Publishing houses want readers to judge a book by its cover, not to mention colored endpapers and deckle edges, the Times’ Julie Bosman reported recently. Unfortunately, beleaguered newspapers cannot adapt this survival strategy.
Recently, the economics of print journalism have become more dire than traditional publishing. The reversal would have seemed ludicrous ten years ago, when newspapers still littered apartment lobbies, brownstone stoops and small-town sidewalks even as the umpteenth death knell was sounded for the novel and, less somberly, the hardcover non-fiction doorstop.
E-books (and “Harry Potter” and “Twilight”) improbably brightened literary print’s prognosis. People were reading again, even if the industry’s lifeblood was funneled through the once-disreputable young adult genre. Still, the situation is dire enough to warrant a new, or renewed, emphasis on books as tactile treasures rather than displays on a minimalist tablet. “If e-books are about ease and expedience,” writes Bosman, “then print books need to be about physical beauty and the pleasures of owning, not just reading. ”
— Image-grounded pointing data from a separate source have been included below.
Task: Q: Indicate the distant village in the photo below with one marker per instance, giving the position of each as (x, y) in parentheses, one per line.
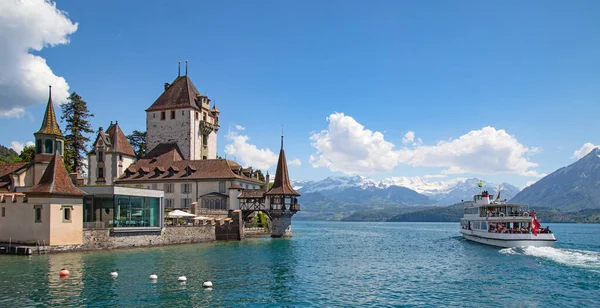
(178, 192)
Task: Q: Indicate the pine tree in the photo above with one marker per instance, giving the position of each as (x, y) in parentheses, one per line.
(76, 114)
(137, 140)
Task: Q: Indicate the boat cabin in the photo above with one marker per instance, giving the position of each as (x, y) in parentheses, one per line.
(484, 205)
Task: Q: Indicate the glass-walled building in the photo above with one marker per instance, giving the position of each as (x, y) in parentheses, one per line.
(122, 208)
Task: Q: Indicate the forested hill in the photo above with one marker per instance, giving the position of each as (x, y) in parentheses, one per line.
(572, 188)
(7, 155)
(454, 213)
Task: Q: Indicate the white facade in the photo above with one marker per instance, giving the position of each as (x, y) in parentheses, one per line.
(182, 126)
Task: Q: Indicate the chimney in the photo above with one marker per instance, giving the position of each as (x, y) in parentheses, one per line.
(267, 179)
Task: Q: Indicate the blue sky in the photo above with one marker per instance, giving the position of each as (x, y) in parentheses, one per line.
(440, 69)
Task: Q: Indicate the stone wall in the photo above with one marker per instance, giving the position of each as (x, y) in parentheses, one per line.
(107, 239)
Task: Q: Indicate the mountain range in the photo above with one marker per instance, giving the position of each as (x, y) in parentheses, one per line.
(340, 197)
(571, 193)
(571, 188)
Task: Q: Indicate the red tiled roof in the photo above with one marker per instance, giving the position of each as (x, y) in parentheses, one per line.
(115, 140)
(165, 151)
(49, 124)
(55, 180)
(8, 168)
(205, 170)
(119, 142)
(167, 156)
(282, 185)
(252, 194)
(180, 94)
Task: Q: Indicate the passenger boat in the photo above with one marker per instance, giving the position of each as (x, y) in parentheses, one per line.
(502, 224)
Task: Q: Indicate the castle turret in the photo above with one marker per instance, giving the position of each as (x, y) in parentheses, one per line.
(282, 198)
(48, 140)
(111, 154)
(182, 115)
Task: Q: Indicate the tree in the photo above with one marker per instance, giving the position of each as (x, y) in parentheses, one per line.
(27, 154)
(76, 114)
(260, 175)
(137, 140)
The 925 pages of Haruki Murakami’s much-hyped “1Q84” come wrapped in a translucent jacket sheathing the enigmatic face of a pretty young woman on the cover. “11/22/63,” the latest from Stephen King (who hardly lacks selling power), includes photographs, a rarity for fiction. The oldies are dolled up too, with a fresh translation of “The Iliad” flaunting a silk placeholder, embossing and “extra-heavy” paper stock.
In contrast, newspapers have shed weight, width and luster—the papers still in circulation, that is. The Times shrunk one-and-a-half inches width-wise in 2008 (and the Wall Street Journal by twice that) ditched its New York section and folded Sports into Business on weekdays. The next year, it sold advertising space on the once-sacrosanct front page. The paper did ramp up the Thursday Styles section and the glossy T Magazine Sunday supplement, but this was clearly a leaner, if not meaner, paper.
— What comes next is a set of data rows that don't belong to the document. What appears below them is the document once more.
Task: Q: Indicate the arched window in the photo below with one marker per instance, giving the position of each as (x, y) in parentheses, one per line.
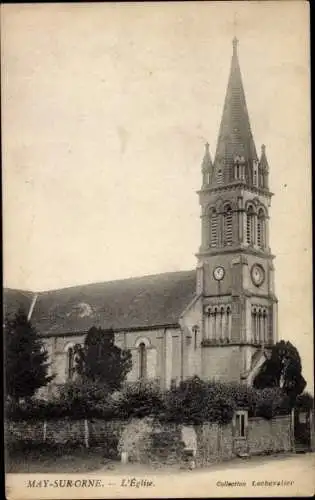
(70, 363)
(255, 177)
(142, 361)
(214, 324)
(222, 326)
(228, 324)
(237, 170)
(219, 176)
(265, 326)
(254, 324)
(261, 229)
(213, 228)
(261, 178)
(250, 225)
(227, 226)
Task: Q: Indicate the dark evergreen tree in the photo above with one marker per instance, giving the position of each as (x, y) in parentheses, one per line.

Shrinking circulations and stroke-inducing balance sheets alone don’t account for print journalism’s inability to mimic publishers that cling to design as a life raft. The fourth estate is indispensable. But, unlike a handsome volume of Homer, a paper is fit for the recycling bin the moment its news becomes old, maybe an hour after the typical reader cracks the fold and gives his preferred sections a skim. Aside from the early editions on the rare epochal day—recall the line forming around the block for issues of the Times the morning after Barack Obama was elected first black president—reader ownership does not apply to news.
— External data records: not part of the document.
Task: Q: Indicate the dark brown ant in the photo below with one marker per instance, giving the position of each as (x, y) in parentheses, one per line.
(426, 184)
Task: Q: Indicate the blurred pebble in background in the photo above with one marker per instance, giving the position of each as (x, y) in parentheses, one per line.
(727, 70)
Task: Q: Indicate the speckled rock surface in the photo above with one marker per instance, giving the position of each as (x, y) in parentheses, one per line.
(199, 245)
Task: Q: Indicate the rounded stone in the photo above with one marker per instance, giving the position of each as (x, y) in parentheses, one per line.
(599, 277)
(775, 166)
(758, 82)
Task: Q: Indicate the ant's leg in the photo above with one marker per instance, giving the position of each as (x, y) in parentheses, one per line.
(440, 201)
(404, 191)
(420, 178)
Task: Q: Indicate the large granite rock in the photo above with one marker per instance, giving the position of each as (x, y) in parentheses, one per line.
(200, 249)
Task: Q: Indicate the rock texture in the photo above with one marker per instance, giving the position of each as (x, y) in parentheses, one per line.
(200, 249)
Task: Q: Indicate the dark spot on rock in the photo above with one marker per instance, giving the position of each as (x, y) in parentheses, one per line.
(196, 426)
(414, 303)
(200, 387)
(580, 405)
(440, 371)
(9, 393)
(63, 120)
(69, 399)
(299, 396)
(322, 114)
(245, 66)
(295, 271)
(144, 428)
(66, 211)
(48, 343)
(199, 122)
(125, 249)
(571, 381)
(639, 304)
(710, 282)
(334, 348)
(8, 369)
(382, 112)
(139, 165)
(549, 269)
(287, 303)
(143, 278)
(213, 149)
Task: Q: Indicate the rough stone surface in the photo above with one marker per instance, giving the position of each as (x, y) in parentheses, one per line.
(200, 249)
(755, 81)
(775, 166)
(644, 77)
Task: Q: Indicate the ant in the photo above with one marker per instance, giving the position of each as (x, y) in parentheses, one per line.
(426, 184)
Another setback is that concise news articles are easily consumed, for free, across a plethora of internet aggregators and an echo chamber of links, recaps and reactions. Despite the Oprah-led revival of the book club, literature is an individual and time-consuming pursuit, and for now unattainable through a two-second Google search. Then there’s the gadget culture that craves slick iPads, Kindles and Nooks, the costly devices that transmit books. Conversely, newspaper articles ricochet about the web able to be intercepted by any Web browser.
Back when it was a young punk upstart, the internet was admired for combining the immediacy of television and the depth of print. The paradox is that the digital realm has preserved and made journalism more accessible—Google News is more convenient than a trip to the newsstand—but at the price of threatening the field’s ability to gather and report news in the first place.